Many a time it happens when our business or customer wants to implement Big Data approaches exploiting AI use cases. But they completely get lost in the number of buzzwords like Data Lake, Lambda Architecture etc.
In the past, I have prepared material for such business stakeholders and customers to build their foundation on data systems so that they can understand these buzzwords in a simplest non-technical manner.
Most of the time I ended up explaining how it all started and which approach or design pattern emerged or disappeared for what reason. So in this blog-post, I am trying to provide a brief history of how the data systems have evolved.
Almost all the definitions added here to further explain the terms used have been referenced from Wikipedia.
Data systems’ journey started with a single user, a simple application running on a single machine.
When multiple users needed to access data on the same server, Client-Server architecture followed, a thin client on the user’s machine connected to the server.
Client–server model is a distributed application structure that partitions tasks or workloads between the providers of a resource or service, called servers, and service requesters, called clients.
Front End & Back End
Over time, to better manage the users & data system, server further divided into front-end and backend, backend dealing with data and frontend tackling with users.
Database introduced to manage data efficiently and to allow users to perform multiple tasks with ease.
A database management system (DBMS) stores, organizes and manages a large amount of information within a single software application.
Business Intelligence (BI) function added at the other end of the database to get insights from operational data, till now this was all on a single machine.
Business Intelligence comprises the strategies and technologies used by enterprises for the data analysis of business information.
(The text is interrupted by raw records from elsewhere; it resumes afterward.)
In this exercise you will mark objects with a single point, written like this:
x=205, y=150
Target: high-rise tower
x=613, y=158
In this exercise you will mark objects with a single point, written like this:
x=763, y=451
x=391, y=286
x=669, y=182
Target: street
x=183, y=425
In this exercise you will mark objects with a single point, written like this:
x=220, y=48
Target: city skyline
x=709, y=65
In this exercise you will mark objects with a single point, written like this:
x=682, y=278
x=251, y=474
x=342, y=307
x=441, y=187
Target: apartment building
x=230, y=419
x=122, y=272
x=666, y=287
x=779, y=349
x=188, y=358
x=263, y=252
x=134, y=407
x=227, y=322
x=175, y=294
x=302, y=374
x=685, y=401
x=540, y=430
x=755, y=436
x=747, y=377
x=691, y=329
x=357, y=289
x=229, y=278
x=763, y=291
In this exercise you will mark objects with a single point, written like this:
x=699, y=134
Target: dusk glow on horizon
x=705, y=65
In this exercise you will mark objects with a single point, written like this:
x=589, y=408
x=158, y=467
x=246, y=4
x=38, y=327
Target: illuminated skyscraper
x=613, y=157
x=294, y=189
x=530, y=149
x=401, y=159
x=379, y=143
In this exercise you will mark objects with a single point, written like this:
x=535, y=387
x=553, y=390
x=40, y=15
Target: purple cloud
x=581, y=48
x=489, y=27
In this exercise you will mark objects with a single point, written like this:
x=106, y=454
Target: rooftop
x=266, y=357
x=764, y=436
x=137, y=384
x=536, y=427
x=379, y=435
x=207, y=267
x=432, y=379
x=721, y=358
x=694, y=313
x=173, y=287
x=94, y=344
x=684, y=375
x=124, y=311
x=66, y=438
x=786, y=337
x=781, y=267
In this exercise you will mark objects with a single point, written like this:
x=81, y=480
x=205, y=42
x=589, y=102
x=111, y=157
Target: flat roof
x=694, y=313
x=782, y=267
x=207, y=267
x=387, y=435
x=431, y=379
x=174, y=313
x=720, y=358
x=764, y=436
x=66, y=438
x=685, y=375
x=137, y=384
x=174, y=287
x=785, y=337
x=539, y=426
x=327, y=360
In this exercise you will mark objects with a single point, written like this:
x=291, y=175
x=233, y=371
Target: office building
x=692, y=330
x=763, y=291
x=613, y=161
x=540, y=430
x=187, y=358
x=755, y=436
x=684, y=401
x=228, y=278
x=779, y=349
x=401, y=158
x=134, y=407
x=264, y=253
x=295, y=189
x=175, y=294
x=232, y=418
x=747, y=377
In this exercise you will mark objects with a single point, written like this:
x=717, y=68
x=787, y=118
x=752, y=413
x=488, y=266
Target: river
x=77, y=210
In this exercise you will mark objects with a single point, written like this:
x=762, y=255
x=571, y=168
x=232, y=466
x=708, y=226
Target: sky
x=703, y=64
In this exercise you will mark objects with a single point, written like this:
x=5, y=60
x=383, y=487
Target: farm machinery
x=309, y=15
BI technologies provide historical, current, and predictive views of business operations.
As users increased on the operational side, the single machine got split into two to manage different operational and analytical needs of the users.
Even More Users
As more users increased on the operational side, machines were added in parallel to manage the load.
Addition of automated systems also put pressure on the database, BI layer got split to better manage BI concerns separately.
More Users (Analytics)
To manage the operational load, even databases were made available in parallel, which increased the load on BI, as well as introduced few problems in terms of inconsistency.
ETL & DWH
DWH and ETL layer allowed the consolidation of data, analysis and reporting for analytical users.
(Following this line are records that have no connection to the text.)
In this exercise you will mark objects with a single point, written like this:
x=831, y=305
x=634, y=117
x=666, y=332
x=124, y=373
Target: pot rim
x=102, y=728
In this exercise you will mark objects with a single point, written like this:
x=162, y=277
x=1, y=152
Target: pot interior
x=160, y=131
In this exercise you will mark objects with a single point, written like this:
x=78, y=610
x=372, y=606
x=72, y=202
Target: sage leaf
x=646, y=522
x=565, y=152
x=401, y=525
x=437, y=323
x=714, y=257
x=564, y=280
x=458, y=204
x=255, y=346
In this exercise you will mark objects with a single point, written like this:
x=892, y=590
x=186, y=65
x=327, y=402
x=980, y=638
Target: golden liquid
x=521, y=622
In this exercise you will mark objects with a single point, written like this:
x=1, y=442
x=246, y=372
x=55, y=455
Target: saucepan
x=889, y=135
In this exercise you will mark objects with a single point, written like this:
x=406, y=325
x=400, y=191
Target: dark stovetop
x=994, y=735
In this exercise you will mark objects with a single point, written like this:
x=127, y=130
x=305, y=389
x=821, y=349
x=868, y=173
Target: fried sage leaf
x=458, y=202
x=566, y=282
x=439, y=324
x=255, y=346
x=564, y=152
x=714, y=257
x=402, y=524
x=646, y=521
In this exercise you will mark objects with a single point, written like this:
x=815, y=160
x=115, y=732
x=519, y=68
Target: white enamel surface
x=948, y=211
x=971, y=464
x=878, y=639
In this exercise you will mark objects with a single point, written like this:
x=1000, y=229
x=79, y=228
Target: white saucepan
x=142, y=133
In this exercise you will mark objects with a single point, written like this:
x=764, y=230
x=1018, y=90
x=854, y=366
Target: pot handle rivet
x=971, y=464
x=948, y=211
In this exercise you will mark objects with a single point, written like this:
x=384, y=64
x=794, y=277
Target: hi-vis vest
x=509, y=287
A data warehouse (DWH)is designed to support business decisions by allowing data consolidation, analysis and reporting at different aggregate levels.
The process of extracting data from source systems and bringing it into the data warehouse is commonly called ETL, which stands for extraction, transformation, and loading.
Data Mining & OLAP
As time progressed, analytical needs increased, data mining (DM) and online analytical processing (OLAP) functions added.
Data mining (DM) is the process of discovering patterns in large data sets involving methods at the intersection of machine learning, statistics, and database systems.
Extract, Load, Transform (ELT)
To reduce the dependencies on source data systems and minimize the latency, ELT pattern started being used.
Extract, load, transform (ELT) is an alternative to extract, transform, load (ETL) used with data warehouse or data lake implementations.
Change Data Capture (CDC)
To further reduce the latency, change data capture (CDC) pattern introduced to transfer only the change-log rather actual data.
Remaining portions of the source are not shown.